Believe it or not, WordPress can help you with your SEO without too much additional work on your end. When you begin building your website there are a lot of things to take into consideration, and utilizing this platform takes away a lot of the guess work involved in this. Basically, using WordPress gives you an advantage over other web users when it comes to some of the marketing techniques involved in website design and maintenance. Check out some of these killer tips for better SEO in 2015, and use them to your benefit.

Take Advantage of Themes Created Specifically For SEOseocontent

The internet has quickly become a marketing tool of its own for various companies and individuals, and because of this web designers have become savvy to including little bits and pieces into designs that help with SEO. In WordPress, some of these bits and pieces can be found in the plug-ins that you use, as well as the different themes that are available.

Finding a theme that includes a clean set of code can boost your site in terms of how fast it loads as well as how clear the content appears on different devices. Code programmers can actually use knowledge on the current Google algorithms to create the best designed website for your business in terms of search engine optimization. Select a theme based on what it can bring to your company in regards to more than just aesthetics.

Tags And URL

Achieving the most SEO positive design possible means not only using the true and clear HTML but also keeping on top of the small things like how you are utilizing heading tags. If you can get the hang of meta tags, you can do a lot to improve the flow and functionality of your site in terms of things like integrating social media and ranking higher in search engines by convenience and ease of sharing alone.

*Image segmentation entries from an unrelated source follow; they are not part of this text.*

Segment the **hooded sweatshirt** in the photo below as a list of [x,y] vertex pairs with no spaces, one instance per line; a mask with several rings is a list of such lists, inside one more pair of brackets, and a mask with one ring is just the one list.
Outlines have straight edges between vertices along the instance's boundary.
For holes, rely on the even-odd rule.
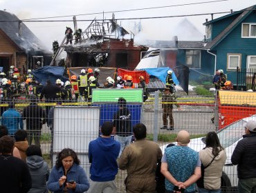
[[21,156],[21,159],[26,162],[26,159],[27,157],[27,156],[26,155],[26,151],[28,148],[28,141],[17,141],[15,143],[15,146],[19,150],[19,154]]
[[[204,166],[210,163],[214,157],[212,148],[206,148],[199,152],[199,158]],[[211,165],[204,170],[203,185],[204,188],[209,190],[218,190],[221,188],[221,177],[222,169],[227,159],[225,150],[219,153]]]
[[32,179],[32,187],[29,193],[48,192],[46,181],[49,177],[49,169],[44,158],[39,156],[27,157],[27,164]]
[[98,137],[89,145],[91,179],[109,181],[115,179],[118,166],[116,159],[120,149],[119,142],[113,138]]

When you increase your viewership through tools like Twitter and Facebook, you also increase your site traffic and open yourself up to the possibility of a higher ranking on Google and other search engines that take traffic into consideration.

Make Content Unique

Yes, your content should be shareable, which is the kind of stuff that others will want to send to a work colleague or family member, but it also has to be unique. Google and other search engines monitor the number of spam websites, and some of this comes from article spinning and unoriginal materials. Reposting images from another blog, sharing a video that surfaced years ago, or even recapping on an article that you have already shared are all ways to not only bore your audience, but also give the impression to search engines that you are creating content for the sole purpose of keeping an active status online.

You company or individual WordPress site needs to be active because it stands for something, and you should prove this to Google and your viewers by keeping your content original and suited to your niche or market. Use your own images or images that you have permissions to use, which haven’t already been plastered all over the online world. If you run a small business, for example, you can take photos of your staff and include contact information for new customers, or take a small video of the office, post it to YouTube, and link it on your site for more traffic, and as a way to show consumers that you are real people too. Your content says a lot about who you are, so don’t cut corners when it comes to putting your best foot forward.

Monitor Your Permalinks

When you use WordPress you will notice that the links that are created when you post content are all unique, and this is good because it directs users to individual updates, allowing them to access material or send it to others. Unfortunately, one aspect of WordPress’s permalink design is that it can look confusing to viewers, or be difficult to remember. Permalink titles that include random characters and numbers are much less likely to stick in your mind than something with an actual name.

You should also make sure that all of these additional pages work by going through and selecting them every six months to a year. Although the links shouldn’t change, and content doesn’t generally expire on WordPress, you don’t want users to think they are being directed to one thing, only to find out that the subject matter is completely irrelevant to their query.